The online roundtable event sought to investigate and discuss reports of racism during the COVID-19 pandemic. In response to these issues occurring across the globe, Westminster’s Contemporary China Centre invited panellists from various expert areas on the subject to join the online roundtable and share their experiences.
Panellists included Dr Shzr Ee Tan, Senior Lecturer and Ethnomusicologist at Royal Holloway, University of London, Dr Diana Yeh, Senior Lecturer in Sociology, Culture and the Creative industries at City, University of London, University of Oxford PhD student Flair Donglai Shi and British-Asian freelance journalist Sam Phan.
The event began with an introductory welcome, followed by a ten-minute speech from each of the four panellists in which they introduced themselves and their expertise. This segment was rounded off with a discussion amongst the panellists and was followed by a Q&A with questions asked by the audience.
During the discussion, panellists shared their personal experiences and addressed a variety of topics, including the underestimation of the pandemic, cultural differences, the use of masks and language used around COVID-19.
Talking about the event, attendee Dr Chng Nai Rui from the University of Glasgow said: “It was a great panel and discussion because I felt that there was a strong urge for something to be done. I like what the moderator Dr Tan said about how to begin the process of learning how to decolonise.”

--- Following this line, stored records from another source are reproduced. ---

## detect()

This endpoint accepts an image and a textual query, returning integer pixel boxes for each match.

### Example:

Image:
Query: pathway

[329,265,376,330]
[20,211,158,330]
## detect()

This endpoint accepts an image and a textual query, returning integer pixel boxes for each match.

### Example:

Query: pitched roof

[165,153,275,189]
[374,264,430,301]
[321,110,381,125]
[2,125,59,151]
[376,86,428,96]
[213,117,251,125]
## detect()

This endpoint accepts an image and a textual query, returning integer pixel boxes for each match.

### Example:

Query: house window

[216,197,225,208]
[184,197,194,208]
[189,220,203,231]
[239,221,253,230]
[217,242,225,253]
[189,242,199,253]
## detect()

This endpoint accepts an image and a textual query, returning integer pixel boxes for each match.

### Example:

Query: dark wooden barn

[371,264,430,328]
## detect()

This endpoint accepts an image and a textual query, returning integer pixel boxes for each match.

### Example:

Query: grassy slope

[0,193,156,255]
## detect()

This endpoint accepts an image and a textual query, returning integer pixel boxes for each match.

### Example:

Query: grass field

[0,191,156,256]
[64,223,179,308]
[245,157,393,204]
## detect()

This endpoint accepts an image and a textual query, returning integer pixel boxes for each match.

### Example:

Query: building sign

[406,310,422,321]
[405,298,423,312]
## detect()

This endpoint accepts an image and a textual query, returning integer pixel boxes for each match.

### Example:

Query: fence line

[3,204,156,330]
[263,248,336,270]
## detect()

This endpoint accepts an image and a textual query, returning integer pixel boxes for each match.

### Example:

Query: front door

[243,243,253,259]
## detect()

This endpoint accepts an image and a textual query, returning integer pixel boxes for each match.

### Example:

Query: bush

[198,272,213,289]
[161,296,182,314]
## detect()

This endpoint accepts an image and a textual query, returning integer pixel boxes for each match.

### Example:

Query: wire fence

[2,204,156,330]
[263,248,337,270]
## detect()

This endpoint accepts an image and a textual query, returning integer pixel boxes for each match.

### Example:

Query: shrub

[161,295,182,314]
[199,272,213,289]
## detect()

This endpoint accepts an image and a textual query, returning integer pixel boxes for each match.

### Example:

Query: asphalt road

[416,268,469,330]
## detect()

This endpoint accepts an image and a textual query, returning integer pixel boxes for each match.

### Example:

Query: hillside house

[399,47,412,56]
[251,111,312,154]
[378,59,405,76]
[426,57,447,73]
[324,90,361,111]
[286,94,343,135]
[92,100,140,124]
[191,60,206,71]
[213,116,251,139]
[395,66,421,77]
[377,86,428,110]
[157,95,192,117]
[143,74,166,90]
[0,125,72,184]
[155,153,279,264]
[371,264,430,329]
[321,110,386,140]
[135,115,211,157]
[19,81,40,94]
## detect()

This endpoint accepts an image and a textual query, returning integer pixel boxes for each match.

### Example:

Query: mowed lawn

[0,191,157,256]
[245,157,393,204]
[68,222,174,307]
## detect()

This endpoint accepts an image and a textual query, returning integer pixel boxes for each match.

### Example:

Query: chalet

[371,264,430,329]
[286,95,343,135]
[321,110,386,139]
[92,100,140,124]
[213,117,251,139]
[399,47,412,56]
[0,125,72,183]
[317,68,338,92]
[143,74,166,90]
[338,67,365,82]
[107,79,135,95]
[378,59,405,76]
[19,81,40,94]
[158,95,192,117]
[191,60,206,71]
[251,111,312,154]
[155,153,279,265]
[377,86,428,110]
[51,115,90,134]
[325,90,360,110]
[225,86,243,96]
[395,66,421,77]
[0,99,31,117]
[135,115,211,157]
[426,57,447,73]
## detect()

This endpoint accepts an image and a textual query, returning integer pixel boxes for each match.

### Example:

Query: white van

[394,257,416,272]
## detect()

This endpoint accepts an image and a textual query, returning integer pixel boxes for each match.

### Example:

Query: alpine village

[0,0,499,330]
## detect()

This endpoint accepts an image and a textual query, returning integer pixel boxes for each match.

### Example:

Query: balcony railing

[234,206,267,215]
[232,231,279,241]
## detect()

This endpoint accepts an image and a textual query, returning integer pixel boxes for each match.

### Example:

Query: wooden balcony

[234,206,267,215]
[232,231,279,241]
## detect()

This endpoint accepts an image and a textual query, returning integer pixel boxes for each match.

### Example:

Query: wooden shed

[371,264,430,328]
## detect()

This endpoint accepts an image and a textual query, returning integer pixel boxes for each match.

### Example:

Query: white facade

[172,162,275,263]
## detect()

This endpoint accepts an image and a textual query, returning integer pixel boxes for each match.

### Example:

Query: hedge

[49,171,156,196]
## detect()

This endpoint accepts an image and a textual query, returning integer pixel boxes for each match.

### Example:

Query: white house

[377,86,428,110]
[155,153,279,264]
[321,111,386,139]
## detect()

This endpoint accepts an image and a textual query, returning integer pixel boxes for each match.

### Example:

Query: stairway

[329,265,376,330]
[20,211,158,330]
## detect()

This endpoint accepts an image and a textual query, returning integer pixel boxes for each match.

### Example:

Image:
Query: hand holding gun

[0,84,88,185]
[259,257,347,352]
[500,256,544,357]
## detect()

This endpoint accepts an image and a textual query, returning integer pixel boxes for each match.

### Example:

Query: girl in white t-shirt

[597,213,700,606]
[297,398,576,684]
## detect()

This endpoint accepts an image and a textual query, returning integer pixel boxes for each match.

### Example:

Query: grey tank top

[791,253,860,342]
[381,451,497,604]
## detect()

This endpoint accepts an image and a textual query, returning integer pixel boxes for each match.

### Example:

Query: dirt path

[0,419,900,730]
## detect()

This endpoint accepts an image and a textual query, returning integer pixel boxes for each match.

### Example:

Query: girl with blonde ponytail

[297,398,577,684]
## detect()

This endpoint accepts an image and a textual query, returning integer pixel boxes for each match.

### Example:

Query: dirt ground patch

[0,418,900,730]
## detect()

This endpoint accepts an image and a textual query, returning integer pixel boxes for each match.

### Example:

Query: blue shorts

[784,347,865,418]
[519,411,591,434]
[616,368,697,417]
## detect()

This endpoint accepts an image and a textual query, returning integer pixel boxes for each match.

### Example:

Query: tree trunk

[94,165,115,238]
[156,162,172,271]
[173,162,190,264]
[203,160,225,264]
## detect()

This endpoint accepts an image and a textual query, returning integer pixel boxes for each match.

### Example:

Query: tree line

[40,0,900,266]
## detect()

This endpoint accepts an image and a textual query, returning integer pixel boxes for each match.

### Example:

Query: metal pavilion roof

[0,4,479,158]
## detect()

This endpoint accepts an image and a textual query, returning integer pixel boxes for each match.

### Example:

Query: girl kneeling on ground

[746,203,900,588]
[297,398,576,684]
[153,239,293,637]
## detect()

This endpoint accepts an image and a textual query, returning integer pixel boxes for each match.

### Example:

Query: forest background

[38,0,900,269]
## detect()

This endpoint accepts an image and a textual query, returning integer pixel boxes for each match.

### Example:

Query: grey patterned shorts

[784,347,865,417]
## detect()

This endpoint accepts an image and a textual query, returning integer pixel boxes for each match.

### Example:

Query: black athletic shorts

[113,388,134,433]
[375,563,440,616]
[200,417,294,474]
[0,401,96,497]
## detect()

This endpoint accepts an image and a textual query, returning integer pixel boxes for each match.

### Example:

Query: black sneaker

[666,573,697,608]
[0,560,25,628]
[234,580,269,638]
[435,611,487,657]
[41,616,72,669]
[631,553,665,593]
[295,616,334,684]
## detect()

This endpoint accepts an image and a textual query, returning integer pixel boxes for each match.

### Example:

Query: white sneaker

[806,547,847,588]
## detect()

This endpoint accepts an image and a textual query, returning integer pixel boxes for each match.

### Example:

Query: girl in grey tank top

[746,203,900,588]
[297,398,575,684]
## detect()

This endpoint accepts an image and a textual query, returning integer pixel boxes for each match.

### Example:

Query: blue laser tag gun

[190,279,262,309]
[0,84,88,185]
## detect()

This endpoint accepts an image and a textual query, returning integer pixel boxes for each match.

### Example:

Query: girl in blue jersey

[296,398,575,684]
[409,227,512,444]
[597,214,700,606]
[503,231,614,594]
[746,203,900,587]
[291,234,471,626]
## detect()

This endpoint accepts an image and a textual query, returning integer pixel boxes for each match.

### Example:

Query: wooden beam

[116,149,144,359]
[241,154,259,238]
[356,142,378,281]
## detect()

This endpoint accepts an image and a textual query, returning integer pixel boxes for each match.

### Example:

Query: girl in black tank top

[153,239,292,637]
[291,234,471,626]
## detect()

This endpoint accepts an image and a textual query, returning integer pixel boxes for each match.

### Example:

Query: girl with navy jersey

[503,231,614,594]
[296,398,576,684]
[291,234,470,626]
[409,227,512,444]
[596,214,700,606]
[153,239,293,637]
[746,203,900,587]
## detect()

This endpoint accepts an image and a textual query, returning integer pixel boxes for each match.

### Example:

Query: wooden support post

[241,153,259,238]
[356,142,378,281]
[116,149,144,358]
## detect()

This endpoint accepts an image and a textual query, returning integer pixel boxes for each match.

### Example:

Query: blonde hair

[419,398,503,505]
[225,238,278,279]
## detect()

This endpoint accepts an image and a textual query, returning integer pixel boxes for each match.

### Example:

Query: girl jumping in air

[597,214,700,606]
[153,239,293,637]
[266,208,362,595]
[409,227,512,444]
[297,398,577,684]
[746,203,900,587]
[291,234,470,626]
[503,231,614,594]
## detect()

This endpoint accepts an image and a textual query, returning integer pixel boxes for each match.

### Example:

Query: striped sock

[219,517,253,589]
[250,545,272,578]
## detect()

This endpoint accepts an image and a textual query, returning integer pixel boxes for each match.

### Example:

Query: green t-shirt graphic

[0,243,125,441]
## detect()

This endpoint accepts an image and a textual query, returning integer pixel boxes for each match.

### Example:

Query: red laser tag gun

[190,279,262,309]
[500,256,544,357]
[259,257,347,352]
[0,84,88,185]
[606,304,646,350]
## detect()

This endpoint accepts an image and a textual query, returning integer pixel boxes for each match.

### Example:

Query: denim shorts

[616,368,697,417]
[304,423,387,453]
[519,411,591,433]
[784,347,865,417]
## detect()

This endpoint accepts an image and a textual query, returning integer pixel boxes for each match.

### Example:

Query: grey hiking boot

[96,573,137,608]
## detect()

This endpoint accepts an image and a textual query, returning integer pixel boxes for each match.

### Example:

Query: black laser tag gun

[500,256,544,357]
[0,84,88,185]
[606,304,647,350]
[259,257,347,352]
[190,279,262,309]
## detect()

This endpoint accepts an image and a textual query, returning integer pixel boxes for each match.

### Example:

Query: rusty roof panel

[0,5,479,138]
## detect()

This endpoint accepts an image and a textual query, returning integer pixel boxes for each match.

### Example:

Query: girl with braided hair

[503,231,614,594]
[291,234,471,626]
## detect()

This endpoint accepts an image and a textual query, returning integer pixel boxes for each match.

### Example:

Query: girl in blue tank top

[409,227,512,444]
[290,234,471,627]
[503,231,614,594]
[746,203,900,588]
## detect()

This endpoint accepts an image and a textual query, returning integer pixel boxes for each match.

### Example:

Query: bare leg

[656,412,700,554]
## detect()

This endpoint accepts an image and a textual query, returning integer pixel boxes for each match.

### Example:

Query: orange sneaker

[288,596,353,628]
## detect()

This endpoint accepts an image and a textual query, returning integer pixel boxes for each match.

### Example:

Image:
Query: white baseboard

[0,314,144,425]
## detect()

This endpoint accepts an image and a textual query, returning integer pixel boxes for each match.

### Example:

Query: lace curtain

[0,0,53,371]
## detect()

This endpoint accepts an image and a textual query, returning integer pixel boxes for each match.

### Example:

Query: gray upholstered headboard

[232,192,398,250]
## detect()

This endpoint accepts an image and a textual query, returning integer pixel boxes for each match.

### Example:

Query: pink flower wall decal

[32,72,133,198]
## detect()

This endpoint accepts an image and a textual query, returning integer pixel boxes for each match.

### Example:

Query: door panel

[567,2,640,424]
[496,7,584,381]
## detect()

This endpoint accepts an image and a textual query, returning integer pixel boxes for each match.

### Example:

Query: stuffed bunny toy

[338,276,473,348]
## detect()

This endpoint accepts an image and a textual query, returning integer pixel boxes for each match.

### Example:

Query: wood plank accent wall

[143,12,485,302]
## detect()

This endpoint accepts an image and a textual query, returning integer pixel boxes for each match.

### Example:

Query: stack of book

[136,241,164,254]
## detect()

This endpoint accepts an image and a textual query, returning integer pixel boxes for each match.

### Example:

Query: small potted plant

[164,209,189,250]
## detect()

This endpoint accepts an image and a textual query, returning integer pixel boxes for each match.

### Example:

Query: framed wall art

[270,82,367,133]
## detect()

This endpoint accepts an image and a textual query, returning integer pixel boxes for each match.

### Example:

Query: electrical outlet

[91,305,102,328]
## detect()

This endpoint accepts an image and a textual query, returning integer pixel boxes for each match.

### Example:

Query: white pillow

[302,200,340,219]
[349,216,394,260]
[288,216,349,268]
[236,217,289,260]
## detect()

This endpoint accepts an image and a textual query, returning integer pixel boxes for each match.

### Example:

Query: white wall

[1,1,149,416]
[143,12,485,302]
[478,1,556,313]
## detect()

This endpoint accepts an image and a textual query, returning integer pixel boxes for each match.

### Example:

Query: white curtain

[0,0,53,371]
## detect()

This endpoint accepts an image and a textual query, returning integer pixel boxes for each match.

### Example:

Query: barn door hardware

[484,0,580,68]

Another attendee Dr Renata Brandao from Kings College London added: “The roundtable on racialised discourse on COVID-19 was inspirational. It presented an informative and engaging insight into the research behind racialised discourses while brilliantly calling for transnational and intersectional alliances in these troubling times.
“It was lovely to see stories being shared, as well as critical inquires. As Dr Shzr Ee Tan touched on, borders will continue to be non-fluid, and consequently these types of discussions are all the more important.”